This article is part of our reviews of AI research papers, a series of posts that explore the latest findings in artificial intelligence.
IBM’s AI research division has released a 14-million-sample dataset to develop machine learning models that can help in programming tasks. Called Project CodeNet, the dataset takes its name after ImageNet, the famous repository of labeled photos that triggered a revolution in computer vision and deep learning.
While there’s a scant chance that machine learning models built on the CodeNet dataset will make human programmers redundant, there’s reason to be hopeful that they will make developers more productive.
Automating programming with deep learning
In the early 2010s, impressive advances in machine learning triggered excitement (and fear) about artificial intelligence soon automating many tasks, including programming. But AI’s penetration in software development has been extremely limited.
Human programmers discover new problems and explore different solutions using a plethora of conscious and subconscious thinking mechanisms. In contrast, most machine learning algorithms require well-defined problems and a lot of annotated data to develop models that can solve the same problems.
There have been many efforts to create datasets and benchmarks to develop and evaluate “AI for code” systems. But given the creative and open nature of software development, it’s very hard to create the perfect dataset for programming.
The CodeNet dataset
With Project CodeNet, the researchers at IBM have tried to create a multi-purpose dataset that can be used to train machine learning models for various tasks. CodeNet’s creators describe it as a “very large scale, diverse, and high-quality dataset to accelerate the algorithmic advances in AI for Code.”
The dataset contains 14 million code samples with 500 million lines of code written in 55 different programming languages. The code samples have been obtained from submissions to nearly 4,000 challenges posted on online coding platforms AIZU and AtCoder. The code samples include both correct and incorrect answers to the challenges.
One of the key features of CodeNet is the amount of annotation that has been added to the examples. Every one of the coding challenges included in the dataset has a textual description along with CPU time and memory limits. Every code submission has a dozen pieces of information, including the language, the date of submission, size, execution time, acceptance, and error types.

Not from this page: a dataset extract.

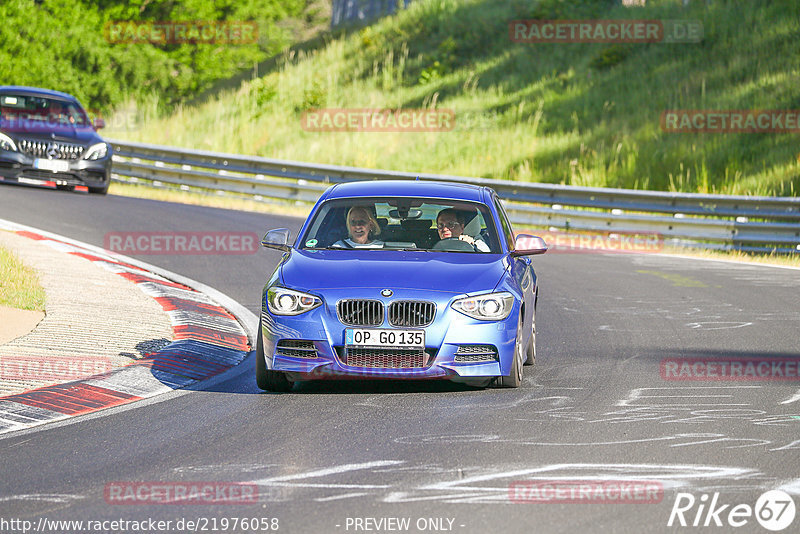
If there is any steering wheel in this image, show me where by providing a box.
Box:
[431,241,475,252]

The researchers at IBM have also gone through great effort to make sure the dataset is balanced along different dimensions, including programming language, acceptance, and error types.

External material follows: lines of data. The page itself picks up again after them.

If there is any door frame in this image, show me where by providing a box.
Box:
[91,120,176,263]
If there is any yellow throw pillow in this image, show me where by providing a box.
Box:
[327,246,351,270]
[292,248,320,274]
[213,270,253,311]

Programming tasks for machine learning
CodeNet is not the only dataset to train machine learning models for programming tasks. But a few characteristics that make it stand out. First is the sheer size of the dataset, including the number of samples and the diversity of the languages.
But perhaps more important is the metadata that goes with the coding samples. The rich annotations added to CodeNet make it suitable for a diverse set of tasks as opposed to other coding datasets that are specialized for specific programming tasks.
There are several ways CodeNet can be used to develop machine learning models for programming tasks. One is language translation. Since each coding challenge in the dataset contains submissions of various programming languages, data scientists can use it to create machine learning models that translate code from one language to another. This can be handy for organizations that want to port old code to new languages and make them accessible to newer generations of programmers and maintainable with new development tools.
CodeNet can also help to develop machine learning models for code recommendation. Recommendation tools could be as simple as autocomplete-style models that finish the current line of code to more complex systems that write full functions or blocks of code.
Since CodeNet has a wealth of metadata about memory and execution-time metrics, data scientists can also use it to develop code optimization systems. Or they can use the error-type metadata to train machine learning systems that flag potential flaws in source code.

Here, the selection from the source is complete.